Updated

North Korea (search) took another swipe at Tokyo on Saturday, saying it "feels no need" to sit down directly with Japan (search) at upcoming nuclear talks because the country is insisting on discussing the North's past abduction of Japanese citizens.

The North's state-run newspaper, Minju Joson, said in an editorial that it "feels no need to sit face-to-face with Japan," and criticized Tokyo's intention to raise the abduction issue as a plan "to meet its own interests."

It was not clear from the editorial, carried by the North's official Korean Central News Agency, whether the North was refusing to attend the talks set to open Tuesday in Beijing if they include Japan — or if it was saying it did not want to meet with Japanese officials on the sidelines of the talks, as Tokyo has suggested.

On Sunday morning, the North's delegation in Beijing met with officials from South Korea (search), China's official Xinhua News Agency said. It did not provide any other details.

China has hosted three rounds of inconclusive six-country talks on North Korea's nuclear program since 2003. The negotiations involve Japan, China, the two Koreas, the United States and Russia.
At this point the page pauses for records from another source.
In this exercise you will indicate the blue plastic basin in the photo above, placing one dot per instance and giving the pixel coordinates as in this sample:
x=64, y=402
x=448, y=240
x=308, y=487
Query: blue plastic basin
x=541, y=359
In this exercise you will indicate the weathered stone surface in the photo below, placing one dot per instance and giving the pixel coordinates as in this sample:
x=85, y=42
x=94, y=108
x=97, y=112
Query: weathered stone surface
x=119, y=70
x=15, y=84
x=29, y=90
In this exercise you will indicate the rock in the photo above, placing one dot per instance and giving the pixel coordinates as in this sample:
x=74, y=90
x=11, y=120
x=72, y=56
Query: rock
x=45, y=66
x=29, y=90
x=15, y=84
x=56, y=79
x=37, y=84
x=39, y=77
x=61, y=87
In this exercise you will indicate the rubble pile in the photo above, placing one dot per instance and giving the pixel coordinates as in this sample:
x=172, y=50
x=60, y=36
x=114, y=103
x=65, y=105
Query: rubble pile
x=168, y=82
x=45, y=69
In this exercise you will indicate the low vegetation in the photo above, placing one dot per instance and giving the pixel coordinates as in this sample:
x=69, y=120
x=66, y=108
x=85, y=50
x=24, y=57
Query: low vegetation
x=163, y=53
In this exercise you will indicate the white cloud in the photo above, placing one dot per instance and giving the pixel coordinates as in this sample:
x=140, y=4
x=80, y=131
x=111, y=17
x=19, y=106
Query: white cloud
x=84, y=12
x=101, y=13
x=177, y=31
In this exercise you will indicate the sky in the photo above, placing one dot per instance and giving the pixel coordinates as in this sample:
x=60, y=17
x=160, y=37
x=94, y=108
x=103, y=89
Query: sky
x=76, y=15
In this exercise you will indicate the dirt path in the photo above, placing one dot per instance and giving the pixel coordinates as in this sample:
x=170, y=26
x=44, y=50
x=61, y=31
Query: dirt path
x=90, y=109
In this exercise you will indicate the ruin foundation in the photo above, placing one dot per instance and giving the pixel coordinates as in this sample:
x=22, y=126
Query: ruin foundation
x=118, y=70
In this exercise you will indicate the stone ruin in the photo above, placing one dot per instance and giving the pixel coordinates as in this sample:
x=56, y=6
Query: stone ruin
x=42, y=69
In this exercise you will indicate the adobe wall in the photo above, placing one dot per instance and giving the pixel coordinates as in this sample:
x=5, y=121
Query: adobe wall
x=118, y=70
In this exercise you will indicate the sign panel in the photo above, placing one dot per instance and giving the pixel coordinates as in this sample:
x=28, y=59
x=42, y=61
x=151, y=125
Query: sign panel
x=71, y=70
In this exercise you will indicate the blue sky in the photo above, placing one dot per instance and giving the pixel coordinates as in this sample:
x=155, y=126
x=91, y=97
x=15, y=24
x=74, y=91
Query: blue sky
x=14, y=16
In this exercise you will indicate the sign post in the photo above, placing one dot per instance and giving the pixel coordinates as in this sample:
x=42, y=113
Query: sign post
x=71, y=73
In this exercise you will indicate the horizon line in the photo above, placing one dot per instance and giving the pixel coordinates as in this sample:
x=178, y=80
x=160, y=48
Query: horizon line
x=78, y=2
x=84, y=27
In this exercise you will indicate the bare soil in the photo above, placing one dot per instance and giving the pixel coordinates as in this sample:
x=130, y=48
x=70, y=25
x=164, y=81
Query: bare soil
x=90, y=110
"If the parties concerned are to bring into bloom a beautiful flower called the denuclearization of the Korean Peninsula, they should root out the poisonous plant harmful to it," the newspaper said, blaming Japan for the lack of progress in the talks' previous rounds.

In Tokyo on Thursday, Prime Minister Junichiro Koizumi's spokesman, Yu Kameoka, said Japan will press the abduction issue despite the North's objections. "It may be Japan has been saying things North Korea is not so happy to hear," Kameoka said. "But we will bring up the kidnapping issue."

North Korea has admitted kidnapping 13 Japanese in the 1970s and '80s. In 2002 it allowed five to return to Japan, saying the other eight have died. Japan has demanded proof of those deaths, as well as information on other missing Japanese believed to have been abducted by the North.